Fenômeno El Niño deve se fortalecer ainda mais e permanecer ativo até fevereiro de 2027, aponta ONU
O El Niño deve ganhar força nos próximos meses, atingir uma intensidade muito forte e permanecer atuando até o início de 2027, segundo uma nova atualização da Organização Meteorológica Mundial (OMM), ligada à Organização das Nações Unidas (ONU).
A agência aponta uma probabilidade de quase 100% de manutenção do fenômeno entre setembro e novembro deste ano e também entre dezembro e fevereiro de 2027. Para esses períodos, a chance de retorno da La Niña é considerada inexistente, enquanto a ocorrência de condições neutras também é apontada como praticamente nula. As informações são do g1.
O El Niño é uma das fases do fenômeno conhecido como ENOS (El Niño-Oscilação Sul), que também inclui a La Niña. Ele ocorre quando as águas do Oceano Pacífico Equatorial apresentam aquecimento de pelo menos 0,5°C acima da média.

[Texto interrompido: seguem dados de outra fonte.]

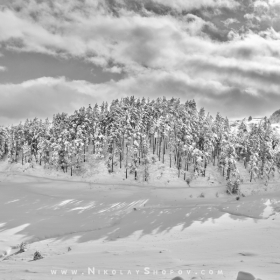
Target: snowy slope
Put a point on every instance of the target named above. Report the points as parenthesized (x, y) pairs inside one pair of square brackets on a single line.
[(126, 227)]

Os dados reunidos pela OMM mostram um forte aumento das temperaturas do Pacífico e mudanças na atmosfera compatíveis com o fortalecimento do fenômeno. A tendência é que esse cenário continue influenciando temperaturas e chuvas em diferentes regiões do mundo durante a primavera e o verão no Hemisfério Sul.
A OMM, no entanto, ressalta que a intensidade do El Niño não permite determinar, sozinha, quais serão os impactos em cada local. Condições observadas nos oceanos Atlântico e Índico podem alterar os efeitos esperados.
Entre os fatores citados pela organização está a possibilidade de desenvolvimento de uma fase positiva do Dipolo do Oceano Índico, além da permanência de águas acima da média no Atlântico Equatorial. Esses padrões podem modificar a resposta típica ao El Niño e fazer com que uma mesma região apresente efeitos diferentes em episódios distintos.
“Já estamos vendo transtornos e devastação provocados por secas e enchentes, e esperamos que esses impactos aumentem à medida que o El Niño se intensifica”, afirmou Celeste Saulo, secretária-geral da OMM.
Um dos principais indicadores usados pelos cientistas para acompanhar a evolução do fenômeno é a região Niño 3.4, no Pacífico Equatorial. Em maio, a temperatura da superfície do mar no local estava 0,9°C acima da média. Em julho, a diferença chegou a 2°C.
Medições semanais feitas entre o fim de julho e meados de agosto registraram temperaturas entre 2,2°C e 2,6°C acima do normal, mostrando que o aquecimento continuou aumentando.
O calor também avançou para camadas mais profundas do oceano. Segundo a OMM, em algumas áreas do Pacífico, a temperatura da água abaixo da superfície ficou mais de 8°C acima da média em julho e no início de agosto.
Para a organização, esse grande volume de água excepcionalmente quente contribui para a continuidade e o fortalecimento do El Niño nos próximos meses.